AgentOpt splits max_concurrent into two tiers:

graph TD
    subgraph "max_concurrent = 20"
        subgraph "Combo Semaphore (n_combo = 4)"
            C1["Combo 1"] --> D1["dp 1..5"]
            C2["Combo 2"] --> D2["dp 1..5"]
            C3["Combo 3"] --> D3["dp 1..5"]
            C4["Combo 4"] --> D4["dp 1..5"]
        end
        C5["Combo 5..N"] -.->|"waiting"| C1
    end
Tier Controls Semaphore
Outer (combo) How many combos run simultaneously asyncio.Semaphore(n_combo)
Inner (datapoint) How many datapoints run per combo asyncio.Semaphore(dp_concurrent)
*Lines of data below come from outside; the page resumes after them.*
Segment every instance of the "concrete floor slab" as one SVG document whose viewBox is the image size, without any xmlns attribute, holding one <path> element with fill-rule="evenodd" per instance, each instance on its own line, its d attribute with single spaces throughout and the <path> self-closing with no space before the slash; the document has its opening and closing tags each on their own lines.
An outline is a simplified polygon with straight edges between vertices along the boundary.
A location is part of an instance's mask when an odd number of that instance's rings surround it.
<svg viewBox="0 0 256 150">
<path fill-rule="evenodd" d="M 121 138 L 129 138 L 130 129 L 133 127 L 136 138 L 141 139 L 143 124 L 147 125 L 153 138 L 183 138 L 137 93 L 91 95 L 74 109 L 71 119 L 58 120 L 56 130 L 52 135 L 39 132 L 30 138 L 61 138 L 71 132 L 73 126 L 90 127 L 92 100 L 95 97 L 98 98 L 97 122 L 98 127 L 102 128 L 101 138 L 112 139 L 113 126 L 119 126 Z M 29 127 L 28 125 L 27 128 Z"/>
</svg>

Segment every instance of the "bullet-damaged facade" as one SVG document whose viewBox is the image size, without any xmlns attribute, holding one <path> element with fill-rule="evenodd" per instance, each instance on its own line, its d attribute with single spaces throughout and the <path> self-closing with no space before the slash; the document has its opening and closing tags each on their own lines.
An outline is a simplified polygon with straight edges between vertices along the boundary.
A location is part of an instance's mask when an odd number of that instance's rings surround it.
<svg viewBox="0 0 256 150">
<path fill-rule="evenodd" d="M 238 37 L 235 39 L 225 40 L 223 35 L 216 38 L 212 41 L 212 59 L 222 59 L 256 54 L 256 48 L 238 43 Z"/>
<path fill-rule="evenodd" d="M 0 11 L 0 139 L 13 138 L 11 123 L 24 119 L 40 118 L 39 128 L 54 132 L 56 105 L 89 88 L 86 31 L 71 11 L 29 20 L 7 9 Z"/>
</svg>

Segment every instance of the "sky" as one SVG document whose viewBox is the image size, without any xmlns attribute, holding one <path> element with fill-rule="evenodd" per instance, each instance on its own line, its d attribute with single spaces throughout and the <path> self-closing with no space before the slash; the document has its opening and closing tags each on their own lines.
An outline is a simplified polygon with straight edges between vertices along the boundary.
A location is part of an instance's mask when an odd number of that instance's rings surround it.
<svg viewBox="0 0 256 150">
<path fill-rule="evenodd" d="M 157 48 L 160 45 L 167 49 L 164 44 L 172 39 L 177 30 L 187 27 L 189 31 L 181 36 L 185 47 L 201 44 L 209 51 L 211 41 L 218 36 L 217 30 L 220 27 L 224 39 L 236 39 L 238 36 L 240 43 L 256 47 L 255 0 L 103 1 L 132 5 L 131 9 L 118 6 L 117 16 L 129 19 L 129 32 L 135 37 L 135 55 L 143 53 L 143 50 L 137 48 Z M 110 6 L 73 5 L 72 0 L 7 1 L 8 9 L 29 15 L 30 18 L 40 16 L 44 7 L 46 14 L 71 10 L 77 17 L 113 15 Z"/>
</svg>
The invariant: n_combo * dp_concurrent <= max_concurrent.

How Slots Are Allocated

The algorithm prioritizes datapoint parallelism — it's better to finish one combo quickly than to start many combos slowly:

dp_concurrent = min(max_concurrent, batch_size)
n_combo       = max_concurrent // dp_concurrent
max_concurrent batch_size n_combo dp_concurrent Behavior
20 5 4 5 4 combos, each with 5 dp in parallel
20 100 1 20 1 combo at a time, 20 dp in parallel
20 1 20 1 20 combos, 1 dp each (bandit algorithms)
10 10 1 10 All slots to a single combo's datapoints

Bandit algorithms

Bandit-style selectors (Arm Elimination, Threshold SE, Epsilon-LUCB) often evaluate one datapoint at a time per round (batch_size=1). In this case, all max_concurrent slots go to running combos in parallel — which is exactly what you want for round-by-round elimination.

Per-Algorithm Behavior

Each selector recomputes concurrency limits at the appropriate granularity:

Selector When recomputed Notes
Brute Force Once Full dataset, fixed batch size
Random Search Once Same as brute force on sampled combos
Hill Climbing Per iteration Recomputed for each neighbor batch
Arm Elimination Per round Batch size grows each round
Threshold SE Init + per round Init batch, then batch_size=1
Epsilon-LUCB Init + per round Same pattern as Threshold SE
Bayesian Optimization Per BO batch Recomputed for each acquisition batch

Usage

# Default: 20 total concurrent API calls
results = selector.select_best(parallel=True)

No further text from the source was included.